И еще. «Если бы любил, простил бы воровство». Боюсь, это из той же оперы, когда он ее бьет, а она его «прощает, потому что любит». Избави бог!
3. Ничего ужаснее, аморальнее и подлее таких вот «испытаний» нет на свете. Когда на парня с девушкой вдруг накидываются трое – а потом выясняется, что это девушка его «испытывала», или когда парень подсылает девушке приятеля-красавца, щедрого и ловкого ухажера, специально, чтобы ее «испытать». Фу!
Вообще это слишком широкий простор для самооправданий: я тебе не изменяла, а тебя испытывала; я не пропивал последнее, а тебя испытывал. Не верю!
* * *
А еще один совсем мелкий вопрос:
4. Откуда у нее там мужчина взялся?
Кто-то мне написал: «Это он сам ей подослал, чтобы избавиться от нее». Ну, по этому пункту см. ответ на вопрос № 1. Не нужны ему такие интриги.
Да, но откуда у нее там вдруг мужик? Как то есть откуда? Это ее бывший любовник. Они сейчас находятся в периоде выхода из отношений. Сейчас это модно. Не просто «привет-пока, не звони мне больше!» – а непременно завершить отношения. Она за этим и поехала, чтоб завершить отношения в ходе этой поездки. А тут вдруг выскочил этот богатый поклонник с банковской карточкой, пропади она пропадом!
Вывод: если роман про деньги, он обязательно будет очень жестокий.
Алексею Григорьевичу пришло письмо на его регулярный мейл. Не в Фейсбук, не в Вотсап, а прямиком на электронную почту. От Марины, младшей подруги и сотрудницы его жены.
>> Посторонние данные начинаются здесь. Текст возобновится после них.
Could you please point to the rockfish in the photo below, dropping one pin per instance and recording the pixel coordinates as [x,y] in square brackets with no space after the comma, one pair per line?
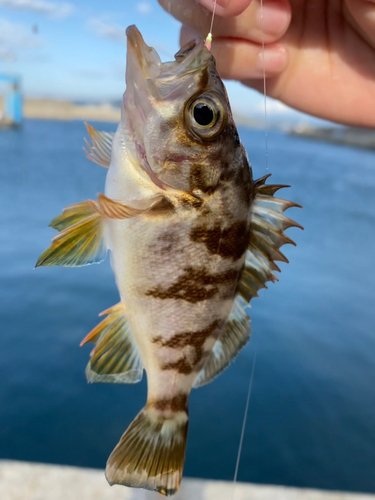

«Алексей Григорьевич, простите за это письмо, – писала Марина, – но уже пора. Алексей Григорьевич, просто Алексей, мой самый дорогой и прекрасный человек, прости, я перейду на “ты”. Я хочу сказать тебе самые главные слова, вот так, сразу, без предупреждений и рассуждений. Я тебя люблю. Уже много лет. Наверное, с первого дня, когда тебя увидела на десятой годовщине вашей свадьбы, был большой банкет, меня Наталья Игнатьевна пригласила, я тогда начала работать в ее отделе. Конечно, я не могла и подумать, чтобы попытаться нарушить счастье и покой вашей семьи, да и кто я тогда была, девчонка, мне было двадцать четыре, а вам с Натальей уже по тридцать шесть. Потом мы с Н.И. подружились, я стала бывать у вас, и по делам, а иногда Н.И. приглашала меня просто в гости, и это было для меня счастьем и мучением одновременно. Я радовалась каждому твоему взгляду, я коллекционировала твои рукопожатия, вспоминала, какие они – теплые, мягкие, крепкие, иногда, как мне казалось, нежные. Выйдя от вас, я прижимала свою руку к губам и чуть не плакала от радости и несбыточного желания.